Sunday, October 25, 2009

The Girl Next Door

Until this semester, I'd never read a horror novel. I was nervous about this semester, but we started out tame, with classics and short stories. Even the Stephen King movie didn't freak me out too badly. I was handling it. I was cool.

And then I read "The Girl Next Door."

Correction, then I read all but two chapters toward the end. I couldn't do it. I psychically could not force my eyes to focus on the words, I was so horrified by their meaning. I literally felt sheer, unadulterated horror.

And that's the point of a horror novel, right? All popular fiction is designed to wring an emotional reaction from the reader. And this did it. Boy, did this do it. This is what I was scared of when I signed up for this class. Correction -- this was horrifically worse than I could have ever expected.

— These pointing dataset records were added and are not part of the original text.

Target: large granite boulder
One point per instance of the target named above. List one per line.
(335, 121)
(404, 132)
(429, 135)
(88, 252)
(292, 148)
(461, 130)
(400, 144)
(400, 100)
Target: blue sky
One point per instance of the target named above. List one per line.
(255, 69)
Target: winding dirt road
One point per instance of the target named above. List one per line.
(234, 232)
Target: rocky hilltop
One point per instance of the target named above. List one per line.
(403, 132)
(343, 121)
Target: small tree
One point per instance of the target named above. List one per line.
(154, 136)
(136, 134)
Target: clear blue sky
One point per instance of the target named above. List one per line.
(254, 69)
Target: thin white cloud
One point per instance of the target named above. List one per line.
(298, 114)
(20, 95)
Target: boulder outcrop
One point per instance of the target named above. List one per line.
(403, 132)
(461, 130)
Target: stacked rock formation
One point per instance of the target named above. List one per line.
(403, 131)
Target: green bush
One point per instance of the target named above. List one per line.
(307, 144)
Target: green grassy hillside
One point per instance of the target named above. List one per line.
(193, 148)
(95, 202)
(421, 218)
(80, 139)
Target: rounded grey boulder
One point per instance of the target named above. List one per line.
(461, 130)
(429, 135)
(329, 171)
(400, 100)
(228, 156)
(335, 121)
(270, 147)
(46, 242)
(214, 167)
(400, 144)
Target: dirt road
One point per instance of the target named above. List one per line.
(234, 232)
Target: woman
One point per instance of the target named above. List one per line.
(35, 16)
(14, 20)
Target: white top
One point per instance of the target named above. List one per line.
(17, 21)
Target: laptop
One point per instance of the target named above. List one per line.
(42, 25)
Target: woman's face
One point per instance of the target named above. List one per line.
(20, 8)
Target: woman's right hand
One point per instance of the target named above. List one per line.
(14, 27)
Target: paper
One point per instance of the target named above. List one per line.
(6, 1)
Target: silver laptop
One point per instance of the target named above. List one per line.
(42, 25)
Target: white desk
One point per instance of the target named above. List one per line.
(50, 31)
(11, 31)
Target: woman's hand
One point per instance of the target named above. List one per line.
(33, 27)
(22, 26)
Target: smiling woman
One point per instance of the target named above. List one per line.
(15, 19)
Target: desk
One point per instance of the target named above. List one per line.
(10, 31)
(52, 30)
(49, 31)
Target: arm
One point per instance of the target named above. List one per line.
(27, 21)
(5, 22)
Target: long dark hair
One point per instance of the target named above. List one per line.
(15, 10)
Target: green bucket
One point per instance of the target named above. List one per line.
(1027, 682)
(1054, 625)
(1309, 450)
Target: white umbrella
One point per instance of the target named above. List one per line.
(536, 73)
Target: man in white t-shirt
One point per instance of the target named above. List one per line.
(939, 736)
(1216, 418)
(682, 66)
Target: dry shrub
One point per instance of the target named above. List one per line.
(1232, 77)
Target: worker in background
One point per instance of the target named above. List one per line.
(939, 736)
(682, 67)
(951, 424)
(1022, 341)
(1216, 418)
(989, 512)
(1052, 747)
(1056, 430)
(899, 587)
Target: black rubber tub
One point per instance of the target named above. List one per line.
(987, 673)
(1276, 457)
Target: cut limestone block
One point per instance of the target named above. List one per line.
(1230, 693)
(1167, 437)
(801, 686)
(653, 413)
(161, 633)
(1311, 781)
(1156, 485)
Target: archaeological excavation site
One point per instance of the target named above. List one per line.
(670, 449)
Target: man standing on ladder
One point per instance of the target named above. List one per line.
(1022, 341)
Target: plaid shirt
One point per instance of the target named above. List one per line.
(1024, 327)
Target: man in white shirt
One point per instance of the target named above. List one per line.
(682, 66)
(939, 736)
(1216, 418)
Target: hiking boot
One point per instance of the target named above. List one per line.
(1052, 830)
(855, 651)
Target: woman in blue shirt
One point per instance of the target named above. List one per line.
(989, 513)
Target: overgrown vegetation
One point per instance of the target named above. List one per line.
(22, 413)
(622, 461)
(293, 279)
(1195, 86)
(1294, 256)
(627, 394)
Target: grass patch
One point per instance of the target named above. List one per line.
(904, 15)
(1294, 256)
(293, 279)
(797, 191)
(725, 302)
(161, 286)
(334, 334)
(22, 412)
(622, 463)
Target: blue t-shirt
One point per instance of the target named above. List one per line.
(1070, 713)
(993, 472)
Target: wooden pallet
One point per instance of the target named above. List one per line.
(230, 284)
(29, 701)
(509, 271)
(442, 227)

I found it interesting that the setting seemed to add a whole new level of horror to the book that no other setting could have done. First, you have the uncanny: the bomb shelter turned cell. I'm sure that through WWII and the Cold War, many such bomb shelters were built in homes. It was safe, protective. Something familiar that we no longer needed. And then it turned into something to restraining rather than protective. The nice, familiar, suburban town with the Leave it to Beaver feel. And rather than June Cleaver tucking the Beave into bed, we have Ruth Candler torturing and raping little girls.

In his article at the end, Ketchem says, "If you lived through the 1950's, then you know its dark side. All those nice, soft comfy little buboes of secrecy and repression black and ripe and ready to burst" (pg. 338, 2008 edition). And this probably would have only worked in the 50's. In a time when abuse and suffering was hidden behind polite smiles and pearls and dresses. When Meg talked to a policeman at the fair, I sighed with relief. Here was help for her. But it wasn't until 1974 that children had legal protection from their parents. There was no social service hotline to call, no reports to fill out. Each adults excused Ruth's actions, though they surely didn't know the extent.

But it wasn't just the repression of the 50's. It was the innocence too. The quiet streets and bikes and carnivals in church parking lots and catching crawfish. And against the backdrop of these two extremes was torture and pain and suffering.

This kind of horror has happened in today's day and age, but the reactions are light years apart. I would pray that today, a neighborhood of adults wouldn't turn a blind eye, and that even children would know how to help her.

I'm still disturbed by this book, and struggling to analyze it through the haze of, well, horror clouding my thoughts.

1 comment:

  1. I applaud your bravery. This is a TOUGH read. It is both morally appalling and written in a way that lures us into reading forward, searching for hope that seemingly never comes. I think Ketchum is really unsettling us to get us to really take greater stock of our interest and care for other people without sugar coating it. It's like reverse psychology. But it's a tough book to read. Thank you for enduring the pain.